MANDURIA - Maglietta rossa, giubbotto scuro, capelli ricci e sguardo dritto. C’era anche Vincenzo Stranieri, il boss di Manduria conosciuto come «Stellina» nell’aula Alessandrini del tribunale di Taranto per la prima udienza che lo vede accusato di rapina, ma soprattutto che vede suo nipote 20enne Vincenzo D’Amicis accusato, insieme ai due coetanei Domenico D’Oria Palma e Simone Dinoi, del brutale omicidio di Natale Nasser Bathijari, il 21enne picchiato, accoltellato e infine lasciato morto nelle campagne di Manduria nella notte tra il 22 e il 23 febbraio dello scorso anno.

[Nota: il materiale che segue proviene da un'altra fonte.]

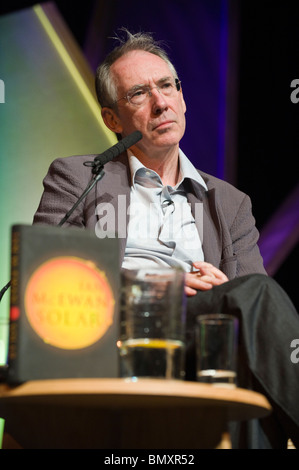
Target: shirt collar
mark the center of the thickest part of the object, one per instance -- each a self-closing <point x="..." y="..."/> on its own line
<point x="187" y="169"/>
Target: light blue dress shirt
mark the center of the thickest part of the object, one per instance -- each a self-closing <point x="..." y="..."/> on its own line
<point x="161" y="228"/>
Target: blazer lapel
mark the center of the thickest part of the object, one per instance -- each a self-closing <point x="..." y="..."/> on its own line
<point x="203" y="207"/>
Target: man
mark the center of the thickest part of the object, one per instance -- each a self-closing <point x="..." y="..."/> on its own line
<point x="192" y="219"/>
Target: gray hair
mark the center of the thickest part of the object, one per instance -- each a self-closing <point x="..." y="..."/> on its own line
<point x="105" y="86"/>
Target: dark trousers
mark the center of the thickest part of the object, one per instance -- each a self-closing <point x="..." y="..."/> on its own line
<point x="268" y="323"/>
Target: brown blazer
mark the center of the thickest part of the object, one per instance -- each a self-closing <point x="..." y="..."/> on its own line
<point x="229" y="233"/>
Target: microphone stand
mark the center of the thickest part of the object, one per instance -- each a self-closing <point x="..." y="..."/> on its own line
<point x="98" y="171"/>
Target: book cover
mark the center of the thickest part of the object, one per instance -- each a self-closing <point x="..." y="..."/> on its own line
<point x="64" y="305"/>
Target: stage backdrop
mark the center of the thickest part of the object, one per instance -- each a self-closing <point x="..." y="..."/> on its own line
<point x="48" y="110"/>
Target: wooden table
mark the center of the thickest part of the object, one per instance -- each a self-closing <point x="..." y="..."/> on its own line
<point x="122" y="414"/>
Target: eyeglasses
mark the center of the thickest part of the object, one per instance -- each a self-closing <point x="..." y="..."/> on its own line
<point x="138" y="95"/>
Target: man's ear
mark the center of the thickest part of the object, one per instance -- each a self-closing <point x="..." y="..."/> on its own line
<point x="111" y="120"/>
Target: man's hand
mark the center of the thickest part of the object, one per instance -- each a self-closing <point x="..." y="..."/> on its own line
<point x="205" y="277"/>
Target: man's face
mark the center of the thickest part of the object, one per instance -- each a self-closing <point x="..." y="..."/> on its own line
<point x="161" y="119"/>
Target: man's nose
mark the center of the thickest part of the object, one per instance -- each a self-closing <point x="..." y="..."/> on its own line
<point x="159" y="102"/>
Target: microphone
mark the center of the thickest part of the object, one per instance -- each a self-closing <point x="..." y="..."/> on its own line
<point x="112" y="152"/>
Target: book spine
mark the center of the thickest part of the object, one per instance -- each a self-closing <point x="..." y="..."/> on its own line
<point x="14" y="304"/>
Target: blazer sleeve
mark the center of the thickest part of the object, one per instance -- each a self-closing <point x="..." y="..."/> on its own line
<point x="63" y="185"/>
<point x="243" y="255"/>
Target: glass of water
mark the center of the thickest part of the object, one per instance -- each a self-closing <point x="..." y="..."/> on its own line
<point x="216" y="349"/>
<point x="152" y="329"/>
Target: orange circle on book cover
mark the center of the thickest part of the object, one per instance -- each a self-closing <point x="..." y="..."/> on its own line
<point x="69" y="302"/>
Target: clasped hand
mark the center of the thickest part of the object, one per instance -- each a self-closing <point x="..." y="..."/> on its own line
<point x="205" y="277"/>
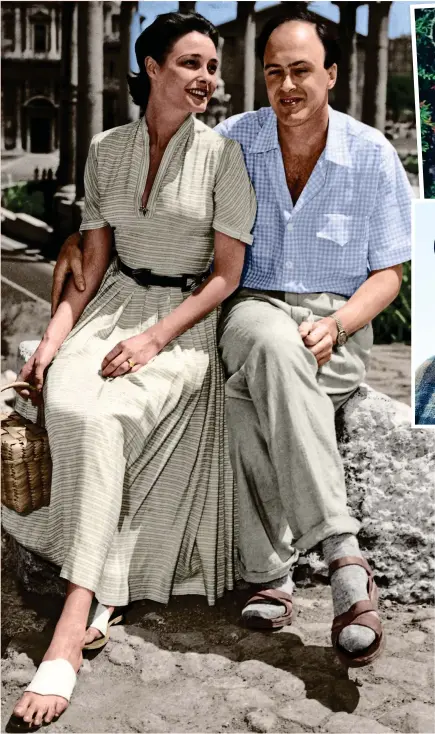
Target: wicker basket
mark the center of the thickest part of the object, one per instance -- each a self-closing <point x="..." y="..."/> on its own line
<point x="25" y="462"/>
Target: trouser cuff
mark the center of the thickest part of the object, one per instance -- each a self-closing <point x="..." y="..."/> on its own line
<point x="262" y="577"/>
<point x="332" y="526"/>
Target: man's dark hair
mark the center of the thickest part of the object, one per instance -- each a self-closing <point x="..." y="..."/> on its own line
<point x="324" y="31"/>
<point x="157" y="41"/>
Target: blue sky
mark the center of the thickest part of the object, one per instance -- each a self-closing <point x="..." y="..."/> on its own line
<point x="423" y="332"/>
<point x="222" y="10"/>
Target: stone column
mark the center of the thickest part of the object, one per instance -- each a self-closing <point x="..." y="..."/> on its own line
<point x="18" y="44"/>
<point x="68" y="99"/>
<point x="245" y="11"/>
<point x="186" y="7"/>
<point x="376" y="66"/>
<point x="18" y="140"/>
<point x="90" y="85"/>
<point x="127" y="110"/>
<point x="53" y="33"/>
<point x="2" y="122"/>
<point x="346" y="89"/>
<point x="28" y="31"/>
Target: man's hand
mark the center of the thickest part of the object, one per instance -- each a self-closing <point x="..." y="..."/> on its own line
<point x="69" y="261"/>
<point x="319" y="337"/>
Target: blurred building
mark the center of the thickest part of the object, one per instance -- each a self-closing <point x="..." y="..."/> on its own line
<point x="233" y="33"/>
<point x="31" y="73"/>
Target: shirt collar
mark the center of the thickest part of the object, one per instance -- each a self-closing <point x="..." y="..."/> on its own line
<point x="336" y="149"/>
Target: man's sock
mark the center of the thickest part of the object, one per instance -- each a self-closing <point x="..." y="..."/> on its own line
<point x="269" y="610"/>
<point x="349" y="585"/>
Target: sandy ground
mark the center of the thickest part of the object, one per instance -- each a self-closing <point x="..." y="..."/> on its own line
<point x="190" y="668"/>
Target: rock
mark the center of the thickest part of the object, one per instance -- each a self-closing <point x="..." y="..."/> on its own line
<point x="247" y="698"/>
<point x="401" y="670"/>
<point x="307" y="712"/>
<point x="19" y="676"/>
<point x="148" y="722"/>
<point x="256" y="669"/>
<point x="157" y="666"/>
<point x="424" y="613"/>
<point x="343" y="723"/>
<point x="289" y="686"/>
<point x="415" y="717"/>
<point x="261" y="721"/>
<point x="86" y="667"/>
<point x="118" y="633"/>
<point x="390" y="475"/>
<point x="230" y="682"/>
<point x="122" y="655"/>
<point x="428" y="625"/>
<point x="187" y="640"/>
<point x="415" y="637"/>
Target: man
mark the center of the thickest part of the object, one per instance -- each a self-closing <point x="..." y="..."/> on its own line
<point x="425" y="393"/>
<point x="332" y="229"/>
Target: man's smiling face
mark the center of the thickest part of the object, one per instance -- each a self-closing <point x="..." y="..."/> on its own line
<point x="296" y="79"/>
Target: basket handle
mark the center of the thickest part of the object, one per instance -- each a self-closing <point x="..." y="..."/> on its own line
<point x="18" y="383"/>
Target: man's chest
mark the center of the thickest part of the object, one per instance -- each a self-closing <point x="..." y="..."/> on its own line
<point x="298" y="170"/>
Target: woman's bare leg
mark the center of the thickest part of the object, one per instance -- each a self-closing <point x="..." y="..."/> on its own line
<point x="67" y="643"/>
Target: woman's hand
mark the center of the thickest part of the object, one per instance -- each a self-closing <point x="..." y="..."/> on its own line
<point x="34" y="371"/>
<point x="139" y="349"/>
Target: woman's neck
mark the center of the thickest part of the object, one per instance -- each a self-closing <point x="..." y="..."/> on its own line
<point x="162" y="124"/>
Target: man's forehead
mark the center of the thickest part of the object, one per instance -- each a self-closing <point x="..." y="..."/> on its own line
<point x="293" y="37"/>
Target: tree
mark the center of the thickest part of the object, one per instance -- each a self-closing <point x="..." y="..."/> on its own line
<point x="424" y="28"/>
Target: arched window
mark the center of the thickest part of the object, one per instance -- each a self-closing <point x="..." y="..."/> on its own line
<point x="40" y="37"/>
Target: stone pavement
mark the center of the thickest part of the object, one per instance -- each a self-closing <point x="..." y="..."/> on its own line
<point x="190" y="668"/>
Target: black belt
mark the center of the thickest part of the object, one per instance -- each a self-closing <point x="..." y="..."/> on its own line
<point x="146" y="277"/>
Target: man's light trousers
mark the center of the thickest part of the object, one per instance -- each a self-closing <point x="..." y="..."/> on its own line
<point x="280" y="411"/>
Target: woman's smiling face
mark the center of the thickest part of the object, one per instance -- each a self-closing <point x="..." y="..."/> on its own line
<point x="187" y="78"/>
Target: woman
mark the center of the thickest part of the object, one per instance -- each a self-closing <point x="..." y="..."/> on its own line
<point x="142" y="490"/>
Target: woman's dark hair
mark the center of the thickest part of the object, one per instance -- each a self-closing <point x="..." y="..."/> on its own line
<point x="157" y="41"/>
<point x="324" y="31"/>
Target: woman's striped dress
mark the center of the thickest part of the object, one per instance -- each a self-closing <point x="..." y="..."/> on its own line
<point x="142" y="502"/>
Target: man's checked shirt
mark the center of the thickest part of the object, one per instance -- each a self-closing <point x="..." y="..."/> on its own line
<point x="425" y="394"/>
<point x="353" y="216"/>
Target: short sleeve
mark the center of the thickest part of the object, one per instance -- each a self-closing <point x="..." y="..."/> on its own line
<point x="235" y="205"/>
<point x="390" y="222"/>
<point x="92" y="217"/>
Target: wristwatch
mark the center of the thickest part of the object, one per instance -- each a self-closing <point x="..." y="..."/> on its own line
<point x="342" y="335"/>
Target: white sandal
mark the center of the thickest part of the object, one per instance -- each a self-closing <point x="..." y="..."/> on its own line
<point x="101" y="619"/>
<point x="54" y="678"/>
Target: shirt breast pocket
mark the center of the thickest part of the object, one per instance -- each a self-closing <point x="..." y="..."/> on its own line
<point x="337" y="228"/>
<point x="343" y="239"/>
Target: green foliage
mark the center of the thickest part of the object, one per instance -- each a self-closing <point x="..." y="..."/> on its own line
<point x="400" y="95"/>
<point x="394" y="324"/>
<point x="425" y="28"/>
<point x="18" y="199"/>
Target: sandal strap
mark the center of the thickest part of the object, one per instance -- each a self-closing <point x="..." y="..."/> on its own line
<point x="358" y="613"/>
<point x="54" y="678"/>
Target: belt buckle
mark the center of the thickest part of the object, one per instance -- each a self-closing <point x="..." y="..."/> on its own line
<point x="189" y="286"/>
<point x="135" y="274"/>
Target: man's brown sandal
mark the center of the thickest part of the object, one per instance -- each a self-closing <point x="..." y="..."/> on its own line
<point x="269" y="596"/>
<point x="359" y="613"/>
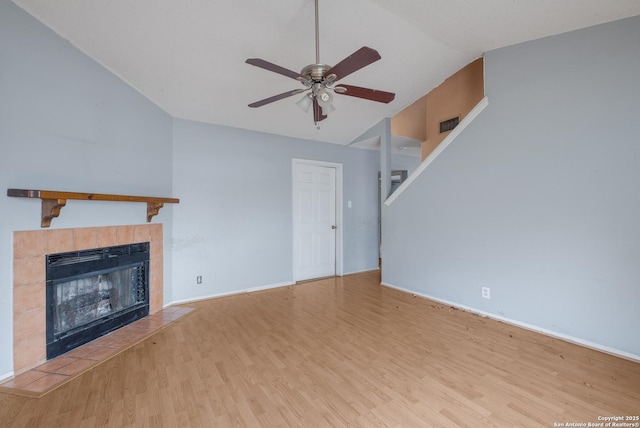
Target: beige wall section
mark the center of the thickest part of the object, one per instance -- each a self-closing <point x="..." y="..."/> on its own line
<point x="411" y="122"/>
<point x="456" y="96"/>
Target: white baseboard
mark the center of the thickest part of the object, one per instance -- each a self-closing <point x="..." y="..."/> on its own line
<point x="232" y="293"/>
<point x="546" y="332"/>
<point x="6" y="375"/>
<point x="361" y="271"/>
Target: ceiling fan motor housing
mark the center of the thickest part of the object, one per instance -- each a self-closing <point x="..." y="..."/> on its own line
<point x="315" y="71"/>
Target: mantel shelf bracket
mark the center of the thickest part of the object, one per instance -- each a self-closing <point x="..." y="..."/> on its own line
<point x="53" y="201"/>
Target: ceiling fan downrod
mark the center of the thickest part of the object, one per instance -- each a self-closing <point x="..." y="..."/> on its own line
<point x="317" y="35"/>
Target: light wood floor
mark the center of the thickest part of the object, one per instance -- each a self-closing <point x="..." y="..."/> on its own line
<point x="338" y="352"/>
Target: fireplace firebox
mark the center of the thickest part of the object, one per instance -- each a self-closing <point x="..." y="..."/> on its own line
<point x="93" y="292"/>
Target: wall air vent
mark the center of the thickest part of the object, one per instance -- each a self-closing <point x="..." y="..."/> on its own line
<point x="449" y="124"/>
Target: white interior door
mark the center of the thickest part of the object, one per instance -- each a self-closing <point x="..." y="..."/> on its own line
<point x="314" y="217"/>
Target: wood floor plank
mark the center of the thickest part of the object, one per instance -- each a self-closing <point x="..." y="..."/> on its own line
<point x="338" y="352"/>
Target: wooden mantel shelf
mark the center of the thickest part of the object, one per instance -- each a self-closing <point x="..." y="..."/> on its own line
<point x="53" y="201"/>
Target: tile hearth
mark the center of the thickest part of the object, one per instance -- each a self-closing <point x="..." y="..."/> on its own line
<point x="60" y="370"/>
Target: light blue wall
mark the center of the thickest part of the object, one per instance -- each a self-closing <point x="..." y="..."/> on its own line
<point x="539" y="198"/>
<point x="68" y="124"/>
<point x="234" y="222"/>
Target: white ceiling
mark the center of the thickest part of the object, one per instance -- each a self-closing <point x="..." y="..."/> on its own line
<point x="187" y="56"/>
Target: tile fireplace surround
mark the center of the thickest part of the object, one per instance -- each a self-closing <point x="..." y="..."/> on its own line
<point x="29" y="249"/>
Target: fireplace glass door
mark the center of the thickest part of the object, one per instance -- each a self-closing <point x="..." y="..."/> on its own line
<point x="91" y="293"/>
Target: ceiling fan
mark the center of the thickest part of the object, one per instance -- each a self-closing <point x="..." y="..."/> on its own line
<point x="319" y="80"/>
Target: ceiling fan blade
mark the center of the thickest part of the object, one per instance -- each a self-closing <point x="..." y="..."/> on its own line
<point x="366" y="93"/>
<point x="273" y="67"/>
<point x="354" y="62"/>
<point x="317" y="112"/>
<point x="276" y="97"/>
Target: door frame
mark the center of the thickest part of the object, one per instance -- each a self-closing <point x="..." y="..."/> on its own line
<point x="339" y="214"/>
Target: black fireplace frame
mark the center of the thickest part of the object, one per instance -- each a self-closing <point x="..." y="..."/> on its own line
<point x="73" y="265"/>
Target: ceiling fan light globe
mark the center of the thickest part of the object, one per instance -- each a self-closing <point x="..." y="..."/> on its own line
<point x="305" y="103"/>
<point x="327" y="109"/>
<point x="325" y="98"/>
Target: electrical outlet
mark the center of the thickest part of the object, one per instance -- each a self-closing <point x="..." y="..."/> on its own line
<point x="486" y="293"/>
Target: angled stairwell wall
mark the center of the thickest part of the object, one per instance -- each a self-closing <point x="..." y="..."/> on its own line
<point x="538" y="197"/>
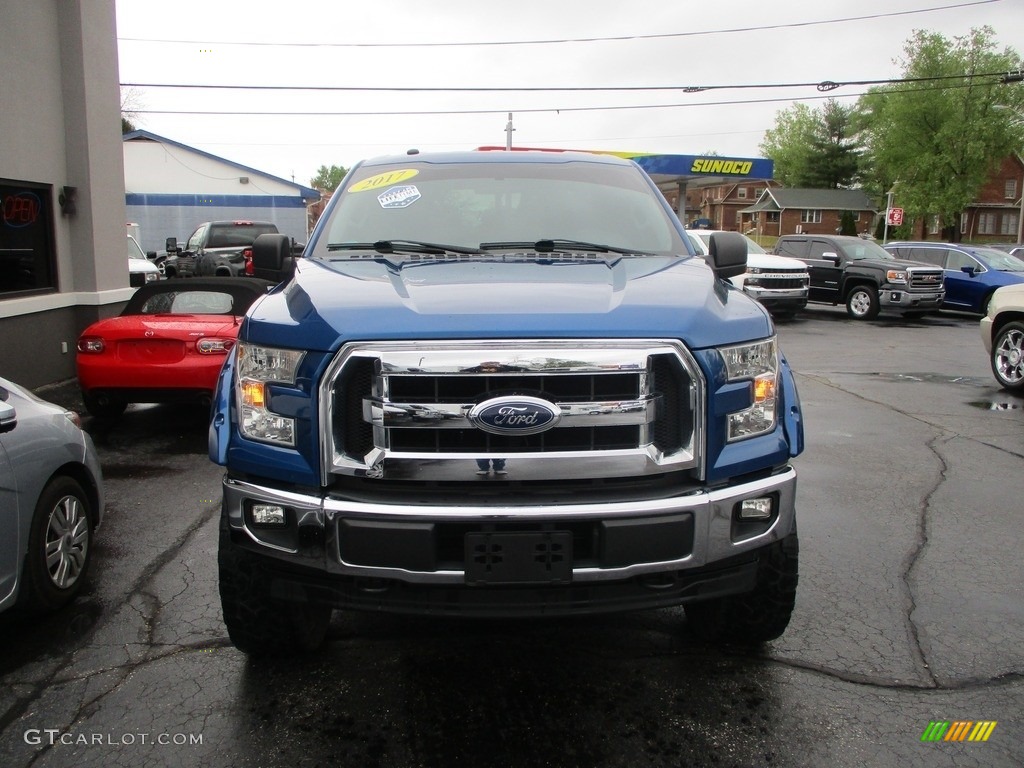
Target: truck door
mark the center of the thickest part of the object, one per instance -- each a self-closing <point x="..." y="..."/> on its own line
<point x="826" y="271"/>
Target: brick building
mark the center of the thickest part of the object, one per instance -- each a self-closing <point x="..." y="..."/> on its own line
<point x="780" y="211"/>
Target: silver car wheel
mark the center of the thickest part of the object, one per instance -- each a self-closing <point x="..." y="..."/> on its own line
<point x="67" y="542"/>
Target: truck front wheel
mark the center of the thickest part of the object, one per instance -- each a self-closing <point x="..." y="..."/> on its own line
<point x="759" y="615"/>
<point x="862" y="303"/>
<point x="256" y="623"/>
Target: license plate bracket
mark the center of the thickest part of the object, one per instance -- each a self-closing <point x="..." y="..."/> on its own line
<point x="519" y="557"/>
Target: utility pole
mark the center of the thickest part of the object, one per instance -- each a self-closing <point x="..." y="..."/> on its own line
<point x="508" y="132"/>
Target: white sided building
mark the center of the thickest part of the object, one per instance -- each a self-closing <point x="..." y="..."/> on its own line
<point x="171" y="188"/>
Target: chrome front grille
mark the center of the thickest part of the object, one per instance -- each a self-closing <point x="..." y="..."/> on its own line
<point x="402" y="410"/>
<point x="925" y="280"/>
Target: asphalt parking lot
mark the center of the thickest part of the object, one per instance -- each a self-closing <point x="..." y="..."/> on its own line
<point x="909" y="612"/>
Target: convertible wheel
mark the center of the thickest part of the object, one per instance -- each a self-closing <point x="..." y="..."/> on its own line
<point x="103" y="406"/>
<point x="862" y="303"/>
<point x="759" y="615"/>
<point x="257" y="624"/>
<point x="59" y="552"/>
<point x="1008" y="356"/>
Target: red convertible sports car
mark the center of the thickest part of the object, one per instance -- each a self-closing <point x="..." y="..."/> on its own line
<point x="167" y="345"/>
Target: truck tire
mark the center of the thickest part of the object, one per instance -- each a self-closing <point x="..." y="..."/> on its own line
<point x="759" y="615"/>
<point x="862" y="302"/>
<point x="1008" y="356"/>
<point x="257" y="624"/>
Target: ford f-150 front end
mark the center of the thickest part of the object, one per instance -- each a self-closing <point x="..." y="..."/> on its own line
<point x="499" y="384"/>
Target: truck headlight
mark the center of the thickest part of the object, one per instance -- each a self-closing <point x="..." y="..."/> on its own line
<point x="758" y="364"/>
<point x="258" y="367"/>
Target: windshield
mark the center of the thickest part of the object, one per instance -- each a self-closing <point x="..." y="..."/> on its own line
<point x="998" y="260"/>
<point x="499" y="206"/>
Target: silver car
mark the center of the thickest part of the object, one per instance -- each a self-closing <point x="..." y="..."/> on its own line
<point x="51" y="501"/>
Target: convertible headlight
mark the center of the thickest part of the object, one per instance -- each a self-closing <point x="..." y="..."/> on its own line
<point x="758" y="364"/>
<point x="258" y="367"/>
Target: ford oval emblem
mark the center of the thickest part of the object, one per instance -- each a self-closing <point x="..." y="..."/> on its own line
<point x="515" y="415"/>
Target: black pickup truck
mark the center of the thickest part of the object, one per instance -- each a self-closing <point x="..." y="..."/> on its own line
<point x="863" y="275"/>
<point x="216" y="249"/>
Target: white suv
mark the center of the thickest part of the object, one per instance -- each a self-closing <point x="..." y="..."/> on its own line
<point x="1003" y="335"/>
<point x="779" y="283"/>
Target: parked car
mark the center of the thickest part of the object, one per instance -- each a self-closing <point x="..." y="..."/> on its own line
<point x="777" y="282"/>
<point x="216" y="249"/>
<point x="972" y="272"/>
<point x="51" y="501"/>
<point x="140" y="269"/>
<point x="1003" y="335"/>
<point x="863" y="275"/>
<point x="167" y="345"/>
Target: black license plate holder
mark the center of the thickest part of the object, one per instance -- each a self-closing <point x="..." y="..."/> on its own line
<point x="519" y="557"/>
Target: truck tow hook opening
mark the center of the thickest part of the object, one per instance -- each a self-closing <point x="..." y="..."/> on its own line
<point x="658" y="582"/>
<point x="375" y="586"/>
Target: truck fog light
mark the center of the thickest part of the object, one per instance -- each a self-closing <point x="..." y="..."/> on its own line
<point x="756" y="509"/>
<point x="268" y="514"/>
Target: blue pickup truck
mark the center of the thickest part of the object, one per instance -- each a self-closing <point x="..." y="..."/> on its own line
<point x="502" y="384"/>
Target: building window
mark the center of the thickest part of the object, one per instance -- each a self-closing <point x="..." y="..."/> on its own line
<point x="27" y="257"/>
<point x="1009" y="224"/>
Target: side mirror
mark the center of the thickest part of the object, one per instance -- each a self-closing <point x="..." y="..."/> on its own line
<point x="727" y="255"/>
<point x="272" y="257"/>
<point x="8" y="417"/>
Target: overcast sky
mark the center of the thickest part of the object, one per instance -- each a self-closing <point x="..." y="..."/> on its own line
<point x="404" y="45"/>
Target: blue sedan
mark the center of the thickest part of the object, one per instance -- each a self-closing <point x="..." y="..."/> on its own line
<point x="51" y="502"/>
<point x="972" y="272"/>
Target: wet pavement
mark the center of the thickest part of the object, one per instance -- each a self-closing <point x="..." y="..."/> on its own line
<point x="909" y="611"/>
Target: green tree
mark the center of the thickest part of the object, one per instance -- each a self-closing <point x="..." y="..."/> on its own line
<point x="814" y="147"/>
<point x="835" y="153"/>
<point x="847" y="223"/>
<point x="788" y="144"/>
<point x="936" y="140"/>
<point x="328" y="179"/>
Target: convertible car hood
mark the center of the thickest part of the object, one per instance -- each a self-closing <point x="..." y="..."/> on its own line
<point x="330" y="302"/>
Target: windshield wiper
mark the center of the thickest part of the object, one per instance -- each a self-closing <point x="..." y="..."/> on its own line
<point x="548" y="245"/>
<point x="402" y="246"/>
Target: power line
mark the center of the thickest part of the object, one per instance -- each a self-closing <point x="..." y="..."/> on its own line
<point x="824" y="85"/>
<point x="504" y="110"/>
<point x="620" y="38"/>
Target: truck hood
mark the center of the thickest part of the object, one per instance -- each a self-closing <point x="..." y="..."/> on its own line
<point x="893" y="264"/>
<point x="328" y="303"/>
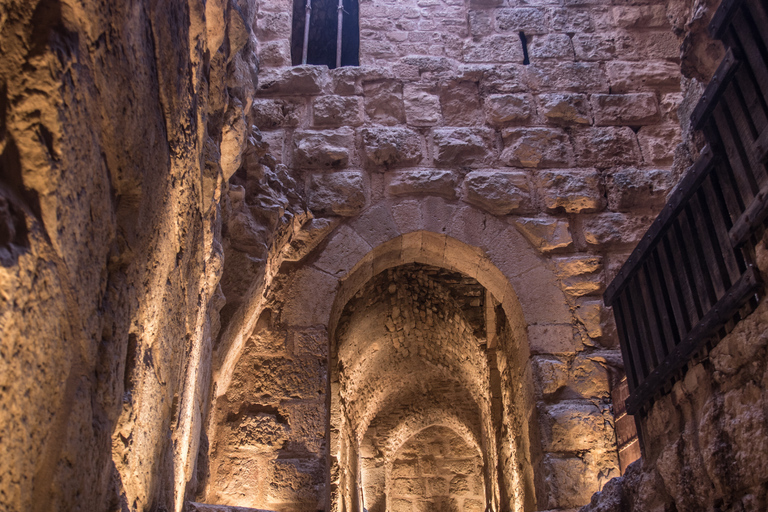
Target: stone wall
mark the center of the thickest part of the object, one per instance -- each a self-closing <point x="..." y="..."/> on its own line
<point x="705" y="441"/>
<point x="562" y="162"/>
<point x="120" y="125"/>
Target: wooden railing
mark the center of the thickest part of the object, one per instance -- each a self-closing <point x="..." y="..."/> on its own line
<point x="693" y="276"/>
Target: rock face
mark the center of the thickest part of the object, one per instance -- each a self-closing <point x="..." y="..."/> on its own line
<point x="119" y="129"/>
<point x="195" y="238"/>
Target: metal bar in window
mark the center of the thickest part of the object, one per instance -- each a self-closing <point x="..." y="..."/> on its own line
<point x="307" y="18"/>
<point x="338" y="33"/>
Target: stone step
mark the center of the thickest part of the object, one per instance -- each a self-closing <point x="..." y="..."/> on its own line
<point x="204" y="507"/>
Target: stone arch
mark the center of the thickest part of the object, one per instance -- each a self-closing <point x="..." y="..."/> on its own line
<point x="459" y="237"/>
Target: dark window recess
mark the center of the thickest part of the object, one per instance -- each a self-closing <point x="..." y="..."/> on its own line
<point x="323" y="33"/>
<point x="524" y="41"/>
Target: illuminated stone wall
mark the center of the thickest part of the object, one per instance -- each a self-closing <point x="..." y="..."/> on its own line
<point x="178" y="244"/>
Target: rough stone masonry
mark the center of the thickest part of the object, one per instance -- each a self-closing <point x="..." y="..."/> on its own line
<point x="191" y="228"/>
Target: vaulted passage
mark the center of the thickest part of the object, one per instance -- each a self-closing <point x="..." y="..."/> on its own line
<point x="411" y="392"/>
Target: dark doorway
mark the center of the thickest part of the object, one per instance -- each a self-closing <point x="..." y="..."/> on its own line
<point x="323" y="29"/>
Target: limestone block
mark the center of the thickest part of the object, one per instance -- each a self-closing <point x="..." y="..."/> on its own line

Il boss di Manduria, che ha trascorso più anni al 41bis di qualunque mafioso italiano (dal 1992 al 2021) era seduto tra il pubblico a seguire la prima battaglia tra il pm Milto De Nozza, che ha coordinato le indagini dellla Squadra Mobile di Taranto guidata all’epoca dal vice questore Cosimo Romano, e il collegio difensivo composto tra dagli avvocati Armando Pasanisi, Franz Pesare, Michele Iaia e Massimo Chiusolo. Stellina ogni tanto scambia due parole con il suo difensore, l’avvocato Lorenzo Bullo: segue con attenzione le richieste dei difensori che chiedono nuovamente il rito abbreviato per evitare un ergastolo che sembra quasi certo. E ascolta anche il suo legale quando presenta anche alla corte la richiesta di una perizia medica che possa valutare la sua capacità di esprimersi dopo un intervento a cui è stato sottoposto: l’accusa per lui è di aver minacciato e sottratto l'auto alle due ragazze che quella sera avevano accompagnato la vittima da Lecce a Manduria. Il pm De Nozza replica punto su punto. La Corte d’assise, presieduta dal giudice Filippo di Todaro e a latere Loredana Galasso, si ritira in camera di consiglio e poi torna in aula: tutte le richieste sono rigettate. Il rischio dell’ergastolo per il rampollo della sua stirpe è sempre più concreto. Stellina, però, non si scompone. Resta seduto fino a quando il presidente Di Todaro chiude questo primo atto e rinvia all’udienza di febbraio. Il vecchio boss, si alza e lentamente raggiunge l’uscita facendo attenzione a non urtare le telecamere delle emittenti regionali giunte a seguire il dibattimento.
I tre principali indagati, collegati in video conferenza dai diversi istituti penitenziari in cui sono rinchiusi, tornano in cella. Sono accusati di aver ucciso il 21enne per una partita di droga che non avrebbero pagato al fornitore, il fratello della vittima Suad Bahtijari. Proprio lui aveva inviato Nasser nel centro messapico per recuperare il credito. Ma nel bar Bunker il 21enne ha trovato la morte: ha urlato mentre veniva pugnalato, ma nessuno si è azzardato a dare l’allarme. Nessuna, secondo gli inquirenti, ha osato sfidare la dinastia del clan Stranieri che ormai «da generazioni comanda e impera». Un brutale omicidio con metodo mafioso e crudeltà secondo l’Antimafia di Lecce: un’azione compiuta per lavare con il sangue lo sgarro ricevuto.